Who's Who at ECP
It is with much excitement that I join the Episcopal Church at Princeton as your new Chaplain in August 2008. The many members of ECP who I have met through these past months of mutual discernment have displayed many of the gifts the Episcopal Church rightly values: hospitality, openness, prayerfulness and a deep desire to discern the call of God in Christ in our lives. Praying and dining alongside both staff and student members of the Episcopal Church at Princeton has already been a great delight and I sincerely and joyfully look forward to sharing in worship, prayer, ministry and hospitality as we begin the new academic year together in September 2008.
I was born in Hertfordshire, England and grew up in Melbourne, Australia, from where I moved to Chicago, Illinois in 2006. Having completed a Bachelor of Arts degree majoring in ancient and modern history at the University of Melbourne, I commenced a Bachelor of Theology at the United Faculty of Theology Melbourne where I majored in biblical studies. My concurrent seminary training was undertaken at Trinity College, the University of Melbourne and included seminarian internships in suburban parishes, rural Victoria and Nice, France. I was made deacon and ordained priest in 1999 in the rural Diocese of Wangaratta and enjoyed four years of ministry there as a parish priest and hospital chaplain. For the next four years I found a great deal of fulfilment ministering as Chaplain to the residential community at Trinity College, the University of Melbourne. Whilst residing at Trinity I commenced a PhD in the Art History Department of the University, my dissertation entitled 'David Wright: A New Antipodean Religious Iconography', a most enjoyable project I intend to finish in 2010.
In 2006, my wife the Revd Robyn Whitaker, an ordained minister of the Uniting Church of Australia, accepted a scholarship to the University of Chicago and has recently completed her second year of a PhD in the Divinity School working in New Testament Studies. Robyn has experience as a parish minister, a high school chaplain, and as dean of a seminary, and she and I are very much looking forward to engaging with the wide breadth of academic, spiritual and social opportunities available at Princeton.

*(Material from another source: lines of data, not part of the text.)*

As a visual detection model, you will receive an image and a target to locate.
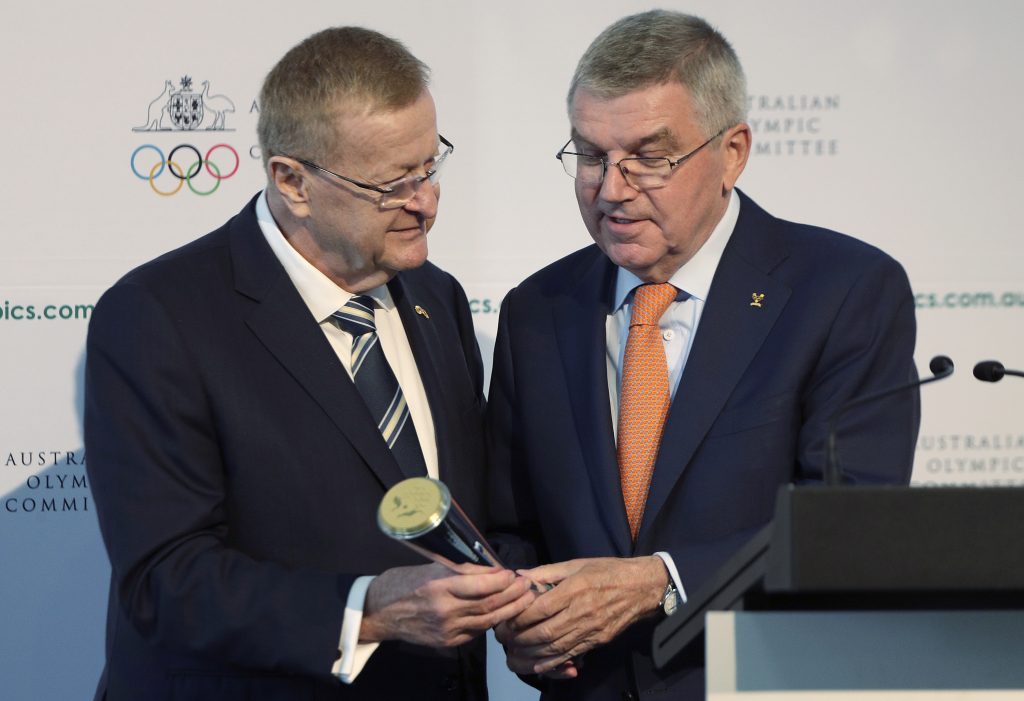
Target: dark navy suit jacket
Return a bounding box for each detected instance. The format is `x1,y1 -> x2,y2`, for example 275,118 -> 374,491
487,188 -> 920,701
85,196 -> 486,701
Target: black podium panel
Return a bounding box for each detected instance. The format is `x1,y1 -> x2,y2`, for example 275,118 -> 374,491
653,486 -> 1024,666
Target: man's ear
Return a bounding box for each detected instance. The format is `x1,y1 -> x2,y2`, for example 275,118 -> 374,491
722,122 -> 751,192
266,156 -> 310,219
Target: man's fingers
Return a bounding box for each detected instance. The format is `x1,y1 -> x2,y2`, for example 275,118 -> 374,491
443,570 -> 529,599
516,560 -> 587,584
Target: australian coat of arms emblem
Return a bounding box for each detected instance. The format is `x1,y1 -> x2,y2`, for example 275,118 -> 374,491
132,76 -> 234,131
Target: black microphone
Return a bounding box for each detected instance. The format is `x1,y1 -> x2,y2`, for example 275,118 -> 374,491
825,355 -> 954,486
974,360 -> 1024,382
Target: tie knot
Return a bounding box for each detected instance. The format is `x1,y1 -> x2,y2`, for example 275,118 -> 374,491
630,282 -> 677,326
332,295 -> 377,336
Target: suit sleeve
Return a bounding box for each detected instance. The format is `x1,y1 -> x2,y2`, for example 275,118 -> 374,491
486,290 -> 548,568
794,251 -> 921,484
85,282 -> 354,675
666,248 -> 921,595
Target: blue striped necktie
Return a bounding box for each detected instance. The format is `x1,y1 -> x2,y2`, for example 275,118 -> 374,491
332,295 -> 427,477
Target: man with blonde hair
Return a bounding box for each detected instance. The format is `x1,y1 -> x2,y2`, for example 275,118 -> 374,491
85,28 -> 532,701
487,10 -> 919,701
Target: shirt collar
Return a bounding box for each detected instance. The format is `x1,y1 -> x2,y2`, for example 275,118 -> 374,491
256,190 -> 394,323
612,189 -> 739,311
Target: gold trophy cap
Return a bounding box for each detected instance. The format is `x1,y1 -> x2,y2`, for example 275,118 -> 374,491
377,477 -> 452,539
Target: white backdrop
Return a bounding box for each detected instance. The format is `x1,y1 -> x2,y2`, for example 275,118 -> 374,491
0,0 -> 1024,700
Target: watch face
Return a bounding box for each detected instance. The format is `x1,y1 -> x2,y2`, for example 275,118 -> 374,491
662,581 -> 682,616
662,589 -> 679,616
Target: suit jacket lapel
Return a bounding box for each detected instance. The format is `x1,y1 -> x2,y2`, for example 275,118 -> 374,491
388,275 -> 457,481
229,196 -> 404,487
552,247 -> 631,557
637,194 -> 791,542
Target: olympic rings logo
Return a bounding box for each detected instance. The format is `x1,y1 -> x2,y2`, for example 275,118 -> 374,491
131,143 -> 241,198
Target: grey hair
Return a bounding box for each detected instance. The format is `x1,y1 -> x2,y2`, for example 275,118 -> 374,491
566,10 -> 746,137
256,27 -> 430,167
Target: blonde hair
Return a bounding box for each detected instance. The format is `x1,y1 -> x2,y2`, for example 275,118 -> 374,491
567,10 -> 746,137
256,27 -> 430,166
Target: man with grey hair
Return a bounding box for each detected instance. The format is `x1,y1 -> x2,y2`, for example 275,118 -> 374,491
85,28 -> 532,701
487,10 -> 919,701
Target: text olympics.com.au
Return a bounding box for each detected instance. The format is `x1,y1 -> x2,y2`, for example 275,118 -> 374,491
0,292 -> 1024,321
0,300 -> 93,321
913,292 -> 1024,309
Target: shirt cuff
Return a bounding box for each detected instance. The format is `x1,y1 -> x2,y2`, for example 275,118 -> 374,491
654,552 -> 686,604
331,577 -> 380,684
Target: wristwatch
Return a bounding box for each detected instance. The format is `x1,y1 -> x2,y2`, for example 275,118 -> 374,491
662,577 -> 683,616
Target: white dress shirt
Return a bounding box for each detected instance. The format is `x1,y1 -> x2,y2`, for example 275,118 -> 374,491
604,191 -> 739,602
256,191 -> 437,684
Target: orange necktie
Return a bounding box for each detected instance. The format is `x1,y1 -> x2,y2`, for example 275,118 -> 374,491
616,282 -> 677,540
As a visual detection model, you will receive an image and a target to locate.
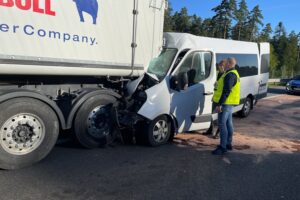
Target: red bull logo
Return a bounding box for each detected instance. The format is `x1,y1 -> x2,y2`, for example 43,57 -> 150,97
0,0 -> 55,16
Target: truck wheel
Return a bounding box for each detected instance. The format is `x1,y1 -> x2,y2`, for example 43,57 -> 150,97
144,116 -> 171,146
74,95 -> 116,149
238,97 -> 252,118
0,98 -> 59,169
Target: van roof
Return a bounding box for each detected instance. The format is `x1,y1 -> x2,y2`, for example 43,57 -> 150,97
164,32 -> 259,54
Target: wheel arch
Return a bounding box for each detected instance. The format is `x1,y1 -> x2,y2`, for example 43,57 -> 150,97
247,94 -> 255,110
66,89 -> 122,129
0,89 -> 66,130
164,114 -> 178,136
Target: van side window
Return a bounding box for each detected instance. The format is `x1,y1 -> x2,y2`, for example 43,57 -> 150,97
260,54 -> 270,74
216,53 -> 258,77
175,51 -> 212,86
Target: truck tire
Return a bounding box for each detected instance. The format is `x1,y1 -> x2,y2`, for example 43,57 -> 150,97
74,95 -> 116,149
143,116 -> 171,147
0,98 -> 59,169
238,97 -> 252,118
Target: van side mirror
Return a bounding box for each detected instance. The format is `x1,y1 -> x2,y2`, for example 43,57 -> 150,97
170,72 -> 189,91
170,75 -> 180,91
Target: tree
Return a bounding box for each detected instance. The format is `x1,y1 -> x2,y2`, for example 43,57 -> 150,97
271,22 -> 288,76
283,31 -> 299,77
201,18 -> 216,37
259,23 -> 273,42
212,0 -> 235,39
247,5 -> 264,41
269,44 -> 281,78
164,2 -> 174,32
232,0 -> 249,40
190,15 -> 203,35
274,22 -> 286,40
173,7 -> 191,33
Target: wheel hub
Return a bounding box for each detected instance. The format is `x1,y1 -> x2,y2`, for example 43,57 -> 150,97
0,113 -> 45,155
153,120 -> 168,142
12,124 -> 34,144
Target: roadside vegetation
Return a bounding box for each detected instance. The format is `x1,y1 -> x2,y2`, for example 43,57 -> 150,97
164,0 -> 300,78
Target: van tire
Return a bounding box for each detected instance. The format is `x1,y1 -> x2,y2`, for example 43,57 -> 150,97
238,97 -> 253,118
73,95 -> 116,149
144,116 -> 171,147
0,97 -> 59,169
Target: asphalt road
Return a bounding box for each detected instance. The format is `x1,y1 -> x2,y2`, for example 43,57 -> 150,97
0,88 -> 300,200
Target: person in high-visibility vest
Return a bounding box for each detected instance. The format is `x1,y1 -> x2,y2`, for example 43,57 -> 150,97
211,59 -> 227,139
212,58 -> 240,155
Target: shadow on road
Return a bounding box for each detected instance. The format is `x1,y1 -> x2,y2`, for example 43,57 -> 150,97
268,87 -> 286,94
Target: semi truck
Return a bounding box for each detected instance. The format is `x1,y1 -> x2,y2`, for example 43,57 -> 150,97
0,0 -> 269,169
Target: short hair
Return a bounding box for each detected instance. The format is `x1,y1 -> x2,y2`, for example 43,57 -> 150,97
219,59 -> 227,65
227,57 -> 236,67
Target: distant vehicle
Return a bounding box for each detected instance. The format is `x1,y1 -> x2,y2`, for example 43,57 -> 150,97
286,75 -> 300,94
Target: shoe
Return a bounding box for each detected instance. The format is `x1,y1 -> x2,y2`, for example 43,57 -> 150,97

Since moving to Chicago, I have worked in parish ministry in the city's south side, as Associate Rector of Grace Episcopal Church, Hinsdale, and as an adjunct professor in the Department of Theology and Religion at Elmhurst College. Over the past few years both Robyn and I have enjoyed travelling, including to South Africa, Turkey, Austria and Jamaica. We both very much enjoy cooking and good wine, the company of a wide-range of people, spending time in the garden and viewing and collecting art.
It is with great delight we join the community at ECP and we very much look forward to meeting members old and new of the vibrant, healthy and exciting ministry that my accomplished predecessor the Revd Dr Steve White has nourished and supported so successfully over these past few years.
With my warmest regards and blessings,
Stephen Buzard
Director of Music
I'm from Champaign-Urbana, Illinois and found my love for music as a chorister and later organ scholar at the Episcopal Chapel of St. John the Divine on the University of Illinois campus. I studied piano for nine years and organ for three years. And I served as organist for First Presbyterian Church in Urbana. I am a sophomore at Westminster Choir College and am studying organ performance, though I might double-major in sacred music as well as organ performance. In addition, I am the junior organ scholar at Trinity Episcopal Church, Princeton.
I am a member of the American Guild of Organists (AGO), the Royal College of Organists, and the Herbert Howells Society. I've attended many Royal School of Church Music summer courses, two AGO Pipe Organ Encounters, and a week-long summer seminar for organ scholars in Oxford.
Although music is my passion, I have some other interests too. With a couple of friends I started a cricket club that meets on Sunday afternoons to play an inning or two. I also enjoy watching Brit-coms - a good anglophile all around! My favorite academic subject is philosophy, with history as a close second.
Making music in the magnificent space of Princeton Chapel and in the context of this excellent campus ministry is wonderful experience and I hope many of you will come out to sing in the choir or share your musical gifts in other ways!